The blog post was actually written by a doctor, Dr. Woodson Merrell, the author of the book, “The Detox Prescription.” Reached by phone in his Manhattan office, Dr. Merrell, who practices a mix of Western medicine and indigenous traditions, such as Chinese medicine, seemed resigned to dismissive attitudes from gastroenterologists.
Dr. Merrell said what it comes down to for him is that Americans need to eat more vegetables, period. If juicing is the path to that, great.
“The whole thing about juice is it makes that easier to get. And it’s easily digestible and absorbable,” he said.
As for resting the stomach, he believes well-chewed food is as good as juice, but most people don’t chew well.
“I’m a fanatic about chewing,” he said.
For Dr. Merrell, juice — like any healthful food — provides nutrients that help the liver process toxins, much like grease on a gearshaft. He warned that juice should be thick and contain all parts of the fruit or vegetable, including fiber.

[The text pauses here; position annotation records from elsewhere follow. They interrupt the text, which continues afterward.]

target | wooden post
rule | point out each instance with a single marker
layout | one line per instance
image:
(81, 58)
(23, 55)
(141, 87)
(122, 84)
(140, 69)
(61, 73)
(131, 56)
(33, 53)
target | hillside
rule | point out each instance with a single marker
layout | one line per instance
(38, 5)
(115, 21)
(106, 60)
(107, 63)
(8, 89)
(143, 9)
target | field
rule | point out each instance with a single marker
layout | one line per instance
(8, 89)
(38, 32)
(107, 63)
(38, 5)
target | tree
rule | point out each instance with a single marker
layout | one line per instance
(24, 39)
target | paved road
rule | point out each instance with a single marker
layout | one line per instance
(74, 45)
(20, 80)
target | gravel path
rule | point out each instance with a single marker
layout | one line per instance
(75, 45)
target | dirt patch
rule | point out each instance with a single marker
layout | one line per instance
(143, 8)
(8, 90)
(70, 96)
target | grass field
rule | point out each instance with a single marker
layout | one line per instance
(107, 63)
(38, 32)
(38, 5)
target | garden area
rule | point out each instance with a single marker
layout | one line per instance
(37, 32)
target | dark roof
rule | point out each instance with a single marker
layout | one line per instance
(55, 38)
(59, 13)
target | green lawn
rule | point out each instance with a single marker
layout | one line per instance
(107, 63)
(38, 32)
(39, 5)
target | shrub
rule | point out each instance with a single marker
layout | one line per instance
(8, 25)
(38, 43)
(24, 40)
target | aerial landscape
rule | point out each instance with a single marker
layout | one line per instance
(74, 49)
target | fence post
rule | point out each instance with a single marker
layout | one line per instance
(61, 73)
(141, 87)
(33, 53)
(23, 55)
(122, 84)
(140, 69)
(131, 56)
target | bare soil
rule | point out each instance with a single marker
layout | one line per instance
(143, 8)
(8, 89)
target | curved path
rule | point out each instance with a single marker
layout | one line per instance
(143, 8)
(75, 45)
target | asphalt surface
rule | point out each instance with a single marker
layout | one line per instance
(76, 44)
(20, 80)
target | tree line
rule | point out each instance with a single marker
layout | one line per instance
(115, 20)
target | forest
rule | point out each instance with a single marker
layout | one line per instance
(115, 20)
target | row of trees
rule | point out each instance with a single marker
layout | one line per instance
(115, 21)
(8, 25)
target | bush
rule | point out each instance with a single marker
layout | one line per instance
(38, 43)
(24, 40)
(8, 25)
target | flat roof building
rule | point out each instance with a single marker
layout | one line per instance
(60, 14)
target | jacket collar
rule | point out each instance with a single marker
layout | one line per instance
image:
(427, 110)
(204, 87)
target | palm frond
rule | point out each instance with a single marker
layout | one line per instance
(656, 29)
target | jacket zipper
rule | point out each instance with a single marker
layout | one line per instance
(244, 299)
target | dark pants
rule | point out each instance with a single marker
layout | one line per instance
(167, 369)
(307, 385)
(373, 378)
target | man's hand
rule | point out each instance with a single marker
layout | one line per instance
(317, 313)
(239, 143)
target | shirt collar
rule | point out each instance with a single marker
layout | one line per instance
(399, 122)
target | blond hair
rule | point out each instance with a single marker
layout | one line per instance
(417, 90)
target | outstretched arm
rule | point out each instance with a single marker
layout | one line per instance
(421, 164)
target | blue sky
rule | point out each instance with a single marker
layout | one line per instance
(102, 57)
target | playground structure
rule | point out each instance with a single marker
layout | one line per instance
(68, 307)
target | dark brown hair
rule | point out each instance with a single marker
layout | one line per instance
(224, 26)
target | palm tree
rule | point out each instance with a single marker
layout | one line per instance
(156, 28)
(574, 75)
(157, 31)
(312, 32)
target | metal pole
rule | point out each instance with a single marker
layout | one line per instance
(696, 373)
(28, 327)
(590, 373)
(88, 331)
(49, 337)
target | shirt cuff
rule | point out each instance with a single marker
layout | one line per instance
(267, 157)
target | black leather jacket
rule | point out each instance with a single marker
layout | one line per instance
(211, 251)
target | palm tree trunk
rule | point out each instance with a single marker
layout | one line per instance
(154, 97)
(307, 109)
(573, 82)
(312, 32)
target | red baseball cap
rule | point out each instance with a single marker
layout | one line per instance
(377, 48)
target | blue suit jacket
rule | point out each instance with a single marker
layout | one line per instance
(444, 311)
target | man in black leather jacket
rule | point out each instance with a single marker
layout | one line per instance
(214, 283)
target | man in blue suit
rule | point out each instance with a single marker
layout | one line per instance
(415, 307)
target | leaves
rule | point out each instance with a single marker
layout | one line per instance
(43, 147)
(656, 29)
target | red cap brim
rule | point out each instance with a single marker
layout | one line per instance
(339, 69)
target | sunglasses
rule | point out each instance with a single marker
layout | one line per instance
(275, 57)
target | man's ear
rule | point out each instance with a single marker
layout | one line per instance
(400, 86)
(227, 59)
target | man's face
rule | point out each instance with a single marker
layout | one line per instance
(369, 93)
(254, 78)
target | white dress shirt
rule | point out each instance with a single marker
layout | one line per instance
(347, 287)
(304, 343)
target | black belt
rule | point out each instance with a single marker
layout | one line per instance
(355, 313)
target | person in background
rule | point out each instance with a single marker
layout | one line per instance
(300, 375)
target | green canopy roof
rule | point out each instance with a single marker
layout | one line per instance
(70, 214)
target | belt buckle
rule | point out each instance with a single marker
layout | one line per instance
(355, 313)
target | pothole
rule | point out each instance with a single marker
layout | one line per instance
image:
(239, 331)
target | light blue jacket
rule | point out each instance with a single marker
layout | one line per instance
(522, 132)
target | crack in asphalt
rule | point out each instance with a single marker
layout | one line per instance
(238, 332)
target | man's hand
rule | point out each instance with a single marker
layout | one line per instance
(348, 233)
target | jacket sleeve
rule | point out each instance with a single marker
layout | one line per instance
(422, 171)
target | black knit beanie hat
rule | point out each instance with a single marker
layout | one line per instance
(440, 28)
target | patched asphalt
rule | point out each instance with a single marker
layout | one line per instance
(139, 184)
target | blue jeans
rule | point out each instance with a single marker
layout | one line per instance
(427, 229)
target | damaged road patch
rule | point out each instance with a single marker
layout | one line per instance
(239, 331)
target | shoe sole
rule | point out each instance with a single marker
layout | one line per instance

“I’m not talking about some thin watery juice,” he said.
But he also acknowledged that cleansing “has been so overly hyped. Lots of people making wild claims of things.”
Similar confusion enters the realm of the colon cleanse, another planet in the detox galaxy. But colon cleanses, which can come as herbal remedies in the form of pills or teas or blended drinks, and sometimes as enemas, don’t push out toxins any more than juice.
“I understand the intuitive appeal of using these colon cleanses — ‘Get the toxins out, make your abdomen feel better,’” Dr. Saddler said.
But that intuition leads one down the wrong road, scientifically.
Stool is actually beneficial to the lining of the colon. Increasingly, doctors are even tapping into its benefits, she said, for example transplanting stool from healthy people into the guts of sick people.
“The idea that stool is somehow poisonous and toxic is very misguided thinking,” she said.